論文 参考訳(メタデータ) (2024-09-07T17:32:21Z) - Unveiling Molecular Moieties through Hierarchical Grad-CAM Graph Explainability [0.0]
生物学的活性に対する分子サブストラクチャーの特定の寄与を解明するための説明可能な方法の統合は重要な課題である。
我々は,小分子のデータセットを用いて20個のGNNモデルを訓練し,キナーゼファミリーから20個のタンパク質標的上での活性を予測することを目標とした。
我々は階層型Grad-CAMグラフExplainerフレームワークを実装し,タンパク質-リガンド結合安定化を駆動する分子構造を詳細に解析する。

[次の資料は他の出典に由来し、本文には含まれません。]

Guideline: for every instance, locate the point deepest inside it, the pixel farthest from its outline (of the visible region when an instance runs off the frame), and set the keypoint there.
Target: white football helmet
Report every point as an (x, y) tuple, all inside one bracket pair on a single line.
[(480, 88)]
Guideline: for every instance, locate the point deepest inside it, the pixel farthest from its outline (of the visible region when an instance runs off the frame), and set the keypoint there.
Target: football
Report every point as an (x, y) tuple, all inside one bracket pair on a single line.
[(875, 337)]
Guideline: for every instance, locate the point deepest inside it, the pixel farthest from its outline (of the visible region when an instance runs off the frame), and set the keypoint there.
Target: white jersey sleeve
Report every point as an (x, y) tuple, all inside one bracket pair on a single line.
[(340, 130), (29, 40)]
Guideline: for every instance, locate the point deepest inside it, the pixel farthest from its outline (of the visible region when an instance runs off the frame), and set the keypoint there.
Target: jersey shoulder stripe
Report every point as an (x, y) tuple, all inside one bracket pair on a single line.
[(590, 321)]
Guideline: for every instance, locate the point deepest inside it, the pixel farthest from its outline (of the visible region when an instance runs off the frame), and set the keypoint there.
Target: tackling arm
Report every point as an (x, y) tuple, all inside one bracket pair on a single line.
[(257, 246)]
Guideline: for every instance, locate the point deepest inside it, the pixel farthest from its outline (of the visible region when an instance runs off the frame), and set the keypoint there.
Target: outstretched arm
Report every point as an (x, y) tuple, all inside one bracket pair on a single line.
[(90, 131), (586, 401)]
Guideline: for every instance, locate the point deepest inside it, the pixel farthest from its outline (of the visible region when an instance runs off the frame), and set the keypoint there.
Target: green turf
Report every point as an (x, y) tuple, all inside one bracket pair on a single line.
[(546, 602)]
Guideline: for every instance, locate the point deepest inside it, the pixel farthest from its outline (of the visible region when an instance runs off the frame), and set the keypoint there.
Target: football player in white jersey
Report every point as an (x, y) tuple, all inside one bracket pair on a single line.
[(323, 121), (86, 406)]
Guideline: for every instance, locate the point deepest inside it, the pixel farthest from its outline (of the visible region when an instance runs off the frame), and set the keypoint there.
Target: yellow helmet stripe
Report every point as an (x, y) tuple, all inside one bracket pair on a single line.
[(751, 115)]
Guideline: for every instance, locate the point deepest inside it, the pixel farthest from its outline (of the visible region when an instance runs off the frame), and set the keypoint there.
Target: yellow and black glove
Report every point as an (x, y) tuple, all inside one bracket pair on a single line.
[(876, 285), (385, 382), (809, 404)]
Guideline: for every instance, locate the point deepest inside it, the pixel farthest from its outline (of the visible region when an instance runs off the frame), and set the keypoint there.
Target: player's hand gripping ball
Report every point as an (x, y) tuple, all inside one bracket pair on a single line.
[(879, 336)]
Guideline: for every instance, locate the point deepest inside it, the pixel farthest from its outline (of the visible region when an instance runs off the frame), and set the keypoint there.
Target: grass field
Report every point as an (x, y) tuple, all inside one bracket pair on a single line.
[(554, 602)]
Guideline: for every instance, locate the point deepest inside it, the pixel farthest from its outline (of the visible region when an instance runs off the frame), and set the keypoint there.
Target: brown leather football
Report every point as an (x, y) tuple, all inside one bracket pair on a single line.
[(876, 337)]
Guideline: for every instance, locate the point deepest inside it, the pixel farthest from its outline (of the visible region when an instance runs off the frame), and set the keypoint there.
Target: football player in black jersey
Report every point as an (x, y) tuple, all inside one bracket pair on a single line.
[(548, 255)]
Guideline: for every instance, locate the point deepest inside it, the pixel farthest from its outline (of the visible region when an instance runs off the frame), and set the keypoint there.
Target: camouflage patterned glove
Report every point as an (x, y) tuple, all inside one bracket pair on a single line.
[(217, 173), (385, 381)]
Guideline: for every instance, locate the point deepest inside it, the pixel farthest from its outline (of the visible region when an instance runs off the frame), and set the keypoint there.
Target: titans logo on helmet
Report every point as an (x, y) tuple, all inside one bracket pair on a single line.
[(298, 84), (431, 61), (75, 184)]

論文 参考訳(メタデータ) (2024-01-29T17:23:25Z) - Learning to Denoise Biomedical Knowledge Graph for Robust Molecular Interaction Prediction [50.7901190642594]
分子間相互作用予測のためのバイオKDN (Biomedical Knowledge Graph Denoising Network) を提案する。
BioKDNは、ノイズの多いリンクを学習可能な方法で識別することで、局所的な部分グラフの信頼性の高い構造を洗練する。
ターゲットの相互作用に関する関係を円滑にすることで、一貫性とロバストなセマンティクスを維持する。
論文 参考訳(メタデータ) (2023-12-09T07:08:00Z)
関連論文リストは本サイト内にある論文のタイトル・アブストラクトから自動的に作成しています。
指定された論文の情報です。
本サイトの運営者は本サイト(すべての情報・翻訳含む)の品質を保証せず、本サイト(すべての情報・翻訳含む)を使用して発生したあらゆる結果について一切の責任を負いません。